Outside, on the railway bridge, the red and green lamps glowed dully through deep floods of yellow fog. The platform was crowded, the train late. When at last it steamed slowly in, the crowd surged towards it. The third-class carriages were filled in the moment. Nina hurried along the platform peering into the second-class carriages. Full also.
Then the guard opened the way for her into the blue-cloth Paradise of a first-class carriage; and, just as the train gave the shudder of disgust which heralds its shame-faced reluctant departure, the door opened again, and the guard pushed in another traveller—the “stranger who might——” of course. The door banged, the train moved off with an air of brisk determination. A hundred yards from the platform it stopped dead.
There were no other travellers in that carriage. When the train had stood still for ten minutes or so, the stranger got up and put his head out of the window. At that instant the train decided to move again. It did it suddenly, and, exhausted by the effort, stopped after half a dozen yards’ progress with so powerful a turn of the brake that the stranger was flung sideways against Nina, and his elbow nearly knocked her hat off.

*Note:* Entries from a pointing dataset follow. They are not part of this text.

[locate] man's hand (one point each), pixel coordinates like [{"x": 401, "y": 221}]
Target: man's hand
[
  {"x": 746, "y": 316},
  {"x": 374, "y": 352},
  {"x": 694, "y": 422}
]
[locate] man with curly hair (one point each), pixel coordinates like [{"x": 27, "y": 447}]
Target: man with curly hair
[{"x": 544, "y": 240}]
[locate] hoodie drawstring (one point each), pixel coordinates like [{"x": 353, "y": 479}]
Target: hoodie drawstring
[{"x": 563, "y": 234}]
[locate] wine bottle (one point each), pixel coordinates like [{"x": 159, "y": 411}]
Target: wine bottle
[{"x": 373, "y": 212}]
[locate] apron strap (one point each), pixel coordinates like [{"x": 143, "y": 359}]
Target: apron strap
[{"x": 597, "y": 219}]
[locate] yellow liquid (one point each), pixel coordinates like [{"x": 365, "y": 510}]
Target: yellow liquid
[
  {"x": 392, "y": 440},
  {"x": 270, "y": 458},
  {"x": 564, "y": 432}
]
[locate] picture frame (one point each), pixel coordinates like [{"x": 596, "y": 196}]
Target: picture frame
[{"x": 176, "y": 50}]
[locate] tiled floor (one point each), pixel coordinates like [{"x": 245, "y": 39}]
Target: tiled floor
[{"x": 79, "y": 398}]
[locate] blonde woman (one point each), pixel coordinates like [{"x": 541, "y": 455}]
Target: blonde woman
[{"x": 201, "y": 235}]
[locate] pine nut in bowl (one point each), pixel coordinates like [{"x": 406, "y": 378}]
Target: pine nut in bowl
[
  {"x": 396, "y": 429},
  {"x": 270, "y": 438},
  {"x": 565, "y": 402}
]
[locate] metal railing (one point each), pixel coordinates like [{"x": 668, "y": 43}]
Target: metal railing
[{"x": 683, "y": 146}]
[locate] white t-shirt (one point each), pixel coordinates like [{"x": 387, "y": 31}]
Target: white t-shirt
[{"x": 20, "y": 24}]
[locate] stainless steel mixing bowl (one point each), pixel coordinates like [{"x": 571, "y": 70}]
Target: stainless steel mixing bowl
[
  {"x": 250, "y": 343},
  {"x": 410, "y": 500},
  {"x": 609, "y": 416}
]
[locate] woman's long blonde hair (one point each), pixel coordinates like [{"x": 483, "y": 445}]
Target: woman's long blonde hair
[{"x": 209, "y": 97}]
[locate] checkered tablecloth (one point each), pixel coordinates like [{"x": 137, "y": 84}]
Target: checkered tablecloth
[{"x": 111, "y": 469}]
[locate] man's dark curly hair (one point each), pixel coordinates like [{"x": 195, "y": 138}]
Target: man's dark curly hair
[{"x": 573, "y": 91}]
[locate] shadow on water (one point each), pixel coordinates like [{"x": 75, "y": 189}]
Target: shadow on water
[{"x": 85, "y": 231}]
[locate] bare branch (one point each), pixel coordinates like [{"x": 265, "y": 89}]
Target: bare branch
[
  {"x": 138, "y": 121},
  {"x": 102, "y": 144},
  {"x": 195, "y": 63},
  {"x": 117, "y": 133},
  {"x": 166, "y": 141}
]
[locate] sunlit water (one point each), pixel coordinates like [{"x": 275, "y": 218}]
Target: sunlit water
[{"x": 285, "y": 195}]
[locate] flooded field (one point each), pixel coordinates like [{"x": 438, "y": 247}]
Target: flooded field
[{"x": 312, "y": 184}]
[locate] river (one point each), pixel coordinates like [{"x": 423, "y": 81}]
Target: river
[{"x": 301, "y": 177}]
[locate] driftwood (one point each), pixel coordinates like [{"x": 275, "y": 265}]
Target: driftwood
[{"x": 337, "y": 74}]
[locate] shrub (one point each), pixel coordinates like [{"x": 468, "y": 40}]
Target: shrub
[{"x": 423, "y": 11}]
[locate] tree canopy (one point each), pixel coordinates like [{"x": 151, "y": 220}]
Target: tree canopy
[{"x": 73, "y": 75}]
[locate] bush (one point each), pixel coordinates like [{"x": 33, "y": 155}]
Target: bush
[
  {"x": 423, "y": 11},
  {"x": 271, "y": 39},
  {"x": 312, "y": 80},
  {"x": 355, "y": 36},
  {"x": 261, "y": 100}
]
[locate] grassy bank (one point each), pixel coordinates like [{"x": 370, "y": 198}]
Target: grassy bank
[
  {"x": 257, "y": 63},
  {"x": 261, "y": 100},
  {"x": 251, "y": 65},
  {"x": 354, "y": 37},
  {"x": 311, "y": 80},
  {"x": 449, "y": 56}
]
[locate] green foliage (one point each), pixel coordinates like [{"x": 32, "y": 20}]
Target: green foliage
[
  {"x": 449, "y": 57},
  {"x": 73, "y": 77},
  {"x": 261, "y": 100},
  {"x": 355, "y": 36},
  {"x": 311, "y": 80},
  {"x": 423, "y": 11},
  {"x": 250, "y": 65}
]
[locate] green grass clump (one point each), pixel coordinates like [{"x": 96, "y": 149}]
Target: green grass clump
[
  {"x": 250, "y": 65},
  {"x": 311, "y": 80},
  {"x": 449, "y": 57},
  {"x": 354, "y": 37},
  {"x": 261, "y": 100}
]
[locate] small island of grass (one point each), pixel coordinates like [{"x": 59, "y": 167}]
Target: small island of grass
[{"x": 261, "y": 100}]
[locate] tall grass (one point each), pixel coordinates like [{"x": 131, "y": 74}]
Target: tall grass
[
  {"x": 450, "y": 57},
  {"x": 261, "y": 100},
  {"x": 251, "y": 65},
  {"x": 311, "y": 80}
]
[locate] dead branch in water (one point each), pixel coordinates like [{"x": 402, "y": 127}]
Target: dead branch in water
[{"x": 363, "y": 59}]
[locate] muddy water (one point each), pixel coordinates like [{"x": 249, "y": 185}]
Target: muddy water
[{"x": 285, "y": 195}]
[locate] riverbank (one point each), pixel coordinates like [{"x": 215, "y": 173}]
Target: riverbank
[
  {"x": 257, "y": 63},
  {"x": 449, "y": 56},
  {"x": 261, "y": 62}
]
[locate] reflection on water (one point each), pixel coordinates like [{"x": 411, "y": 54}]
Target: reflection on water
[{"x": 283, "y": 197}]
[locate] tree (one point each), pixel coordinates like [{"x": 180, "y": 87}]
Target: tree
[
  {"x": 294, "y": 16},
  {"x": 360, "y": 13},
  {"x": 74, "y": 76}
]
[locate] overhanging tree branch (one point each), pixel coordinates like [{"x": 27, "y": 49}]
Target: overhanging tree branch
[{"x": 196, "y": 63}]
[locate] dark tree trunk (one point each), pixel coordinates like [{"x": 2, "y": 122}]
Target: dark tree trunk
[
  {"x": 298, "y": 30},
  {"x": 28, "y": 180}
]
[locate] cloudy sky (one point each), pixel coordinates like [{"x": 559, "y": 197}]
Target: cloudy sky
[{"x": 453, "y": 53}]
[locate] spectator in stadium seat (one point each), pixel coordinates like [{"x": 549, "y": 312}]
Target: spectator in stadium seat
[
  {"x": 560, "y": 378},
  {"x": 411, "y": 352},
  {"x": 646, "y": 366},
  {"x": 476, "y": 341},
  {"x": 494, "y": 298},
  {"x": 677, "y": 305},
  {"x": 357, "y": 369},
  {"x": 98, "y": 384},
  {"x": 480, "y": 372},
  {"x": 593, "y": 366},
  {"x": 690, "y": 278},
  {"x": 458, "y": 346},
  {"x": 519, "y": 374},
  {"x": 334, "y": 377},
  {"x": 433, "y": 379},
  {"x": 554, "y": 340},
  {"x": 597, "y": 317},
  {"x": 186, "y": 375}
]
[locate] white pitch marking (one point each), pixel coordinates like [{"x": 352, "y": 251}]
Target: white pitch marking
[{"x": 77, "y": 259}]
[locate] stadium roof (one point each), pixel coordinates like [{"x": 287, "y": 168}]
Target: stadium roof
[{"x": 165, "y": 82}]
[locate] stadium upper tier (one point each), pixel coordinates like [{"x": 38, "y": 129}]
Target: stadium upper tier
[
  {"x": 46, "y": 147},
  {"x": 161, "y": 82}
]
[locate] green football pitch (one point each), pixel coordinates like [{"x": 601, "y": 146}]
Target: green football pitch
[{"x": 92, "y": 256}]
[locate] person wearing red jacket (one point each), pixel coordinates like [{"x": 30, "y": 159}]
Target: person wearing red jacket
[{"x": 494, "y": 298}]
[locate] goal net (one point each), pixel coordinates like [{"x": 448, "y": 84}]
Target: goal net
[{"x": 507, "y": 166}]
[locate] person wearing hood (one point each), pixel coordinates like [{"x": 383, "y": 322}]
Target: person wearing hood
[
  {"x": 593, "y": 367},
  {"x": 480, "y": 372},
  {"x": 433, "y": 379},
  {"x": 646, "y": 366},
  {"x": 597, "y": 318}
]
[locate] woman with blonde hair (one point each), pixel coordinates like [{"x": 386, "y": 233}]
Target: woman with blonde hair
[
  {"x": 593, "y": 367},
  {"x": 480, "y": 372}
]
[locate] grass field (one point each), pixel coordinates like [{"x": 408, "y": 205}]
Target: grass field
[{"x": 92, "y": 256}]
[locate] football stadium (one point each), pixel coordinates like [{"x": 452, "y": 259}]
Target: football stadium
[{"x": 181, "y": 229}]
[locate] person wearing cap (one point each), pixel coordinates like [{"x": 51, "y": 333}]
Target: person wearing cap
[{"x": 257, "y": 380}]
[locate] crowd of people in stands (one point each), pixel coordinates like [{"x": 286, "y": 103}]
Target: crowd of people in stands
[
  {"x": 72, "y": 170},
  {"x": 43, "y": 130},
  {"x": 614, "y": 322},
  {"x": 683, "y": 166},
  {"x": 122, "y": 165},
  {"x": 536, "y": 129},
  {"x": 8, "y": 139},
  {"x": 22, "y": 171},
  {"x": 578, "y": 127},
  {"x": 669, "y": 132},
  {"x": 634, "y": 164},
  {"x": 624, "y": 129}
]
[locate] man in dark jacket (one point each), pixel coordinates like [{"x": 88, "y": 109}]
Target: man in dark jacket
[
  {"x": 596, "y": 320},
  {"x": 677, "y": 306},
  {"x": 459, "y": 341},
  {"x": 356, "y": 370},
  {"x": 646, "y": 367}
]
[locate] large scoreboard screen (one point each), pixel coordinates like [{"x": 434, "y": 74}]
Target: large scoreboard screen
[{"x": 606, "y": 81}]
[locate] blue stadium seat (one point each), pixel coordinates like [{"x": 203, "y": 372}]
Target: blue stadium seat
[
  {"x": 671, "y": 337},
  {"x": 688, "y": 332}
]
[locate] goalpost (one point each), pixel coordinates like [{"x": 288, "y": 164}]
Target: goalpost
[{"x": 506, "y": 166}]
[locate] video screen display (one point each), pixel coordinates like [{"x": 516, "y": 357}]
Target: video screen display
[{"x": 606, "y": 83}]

He raised his own apologetically—but he did not speak even then.
“The wretch!” said Nina hotly; “he might at least have begged my pardon.”
The stranger sat down again, and began to read the Spectator. Nina had no papers. The train moved on an inch or two, and the reddening yellow of the fog seemed like a Charity blanket pressed against each window. Three of the bunches of violets shook and vibrated and slipped, the train moved again and they fell on the floor of the carriage. Nina watched their trembling in an agony of irritation induced by the fog, the delay, and the persistent silence of her companion. When the flowers fell, she spoke.

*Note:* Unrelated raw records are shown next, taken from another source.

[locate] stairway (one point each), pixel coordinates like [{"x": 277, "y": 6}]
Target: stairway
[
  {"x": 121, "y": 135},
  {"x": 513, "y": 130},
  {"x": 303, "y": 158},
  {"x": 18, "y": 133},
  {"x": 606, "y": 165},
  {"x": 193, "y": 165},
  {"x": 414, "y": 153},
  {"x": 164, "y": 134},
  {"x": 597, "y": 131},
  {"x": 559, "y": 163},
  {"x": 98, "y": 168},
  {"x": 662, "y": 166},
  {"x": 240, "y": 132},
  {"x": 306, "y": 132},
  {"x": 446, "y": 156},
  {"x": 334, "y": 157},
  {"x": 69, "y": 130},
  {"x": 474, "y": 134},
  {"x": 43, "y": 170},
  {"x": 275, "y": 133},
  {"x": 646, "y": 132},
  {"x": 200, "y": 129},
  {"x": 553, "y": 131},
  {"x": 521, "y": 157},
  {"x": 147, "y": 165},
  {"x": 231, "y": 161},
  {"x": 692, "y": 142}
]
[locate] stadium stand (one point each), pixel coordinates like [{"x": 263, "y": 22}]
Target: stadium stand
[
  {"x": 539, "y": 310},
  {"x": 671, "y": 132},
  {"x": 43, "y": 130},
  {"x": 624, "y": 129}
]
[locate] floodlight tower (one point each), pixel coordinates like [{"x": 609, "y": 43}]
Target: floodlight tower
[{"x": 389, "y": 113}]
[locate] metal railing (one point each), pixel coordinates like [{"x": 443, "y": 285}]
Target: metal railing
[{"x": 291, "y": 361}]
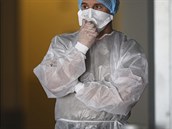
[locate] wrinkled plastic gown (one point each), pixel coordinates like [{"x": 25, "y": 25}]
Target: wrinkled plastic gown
[{"x": 114, "y": 74}]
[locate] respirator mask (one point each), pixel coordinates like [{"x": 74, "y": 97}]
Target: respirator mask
[{"x": 99, "y": 18}]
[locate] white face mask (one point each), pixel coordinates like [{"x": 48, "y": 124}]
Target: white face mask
[{"x": 99, "y": 18}]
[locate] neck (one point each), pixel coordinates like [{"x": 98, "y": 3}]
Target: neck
[{"x": 108, "y": 29}]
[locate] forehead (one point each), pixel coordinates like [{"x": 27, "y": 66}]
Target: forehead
[{"x": 90, "y": 1}]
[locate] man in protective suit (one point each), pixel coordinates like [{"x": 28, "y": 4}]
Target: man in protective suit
[{"x": 96, "y": 74}]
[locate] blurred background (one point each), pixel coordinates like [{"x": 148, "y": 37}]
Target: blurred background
[{"x": 27, "y": 27}]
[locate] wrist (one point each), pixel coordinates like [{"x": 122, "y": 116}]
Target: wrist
[{"x": 81, "y": 47}]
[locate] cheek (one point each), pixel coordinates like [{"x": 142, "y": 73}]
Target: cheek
[{"x": 106, "y": 10}]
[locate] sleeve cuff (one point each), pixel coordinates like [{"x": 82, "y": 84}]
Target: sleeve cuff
[
  {"x": 79, "y": 86},
  {"x": 82, "y": 48}
]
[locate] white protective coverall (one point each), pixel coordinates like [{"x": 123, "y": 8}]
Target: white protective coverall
[{"x": 111, "y": 78}]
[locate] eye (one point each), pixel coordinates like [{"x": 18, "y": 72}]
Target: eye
[
  {"x": 98, "y": 7},
  {"x": 84, "y": 6}
]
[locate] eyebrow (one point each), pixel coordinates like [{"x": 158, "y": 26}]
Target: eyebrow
[{"x": 84, "y": 3}]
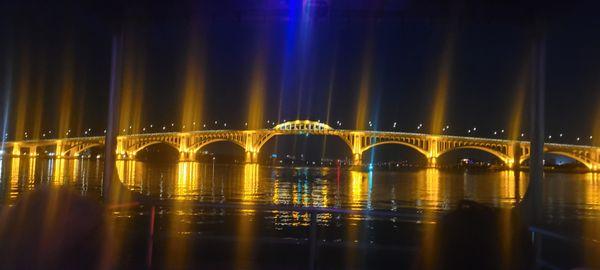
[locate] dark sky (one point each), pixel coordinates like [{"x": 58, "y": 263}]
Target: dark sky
[{"x": 398, "y": 46}]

“You’ve dropped your flowers,” she said. Again a bow, a silent bow, and the flowers were picked up.
“Oh, I’m desperate!” Nina said inwardly. “He must be mad—or dumb—or have a vow of silence—I wonder which?”
The train had not yet reached the next station, though it had left the last nearly an hour before.
“Which is it? Mad, dumb, or a monk? I will find out. Well, it’s his own fault; he shouldn’t be so aggravating. I’m going to speak to him. I’ve made up my mind.”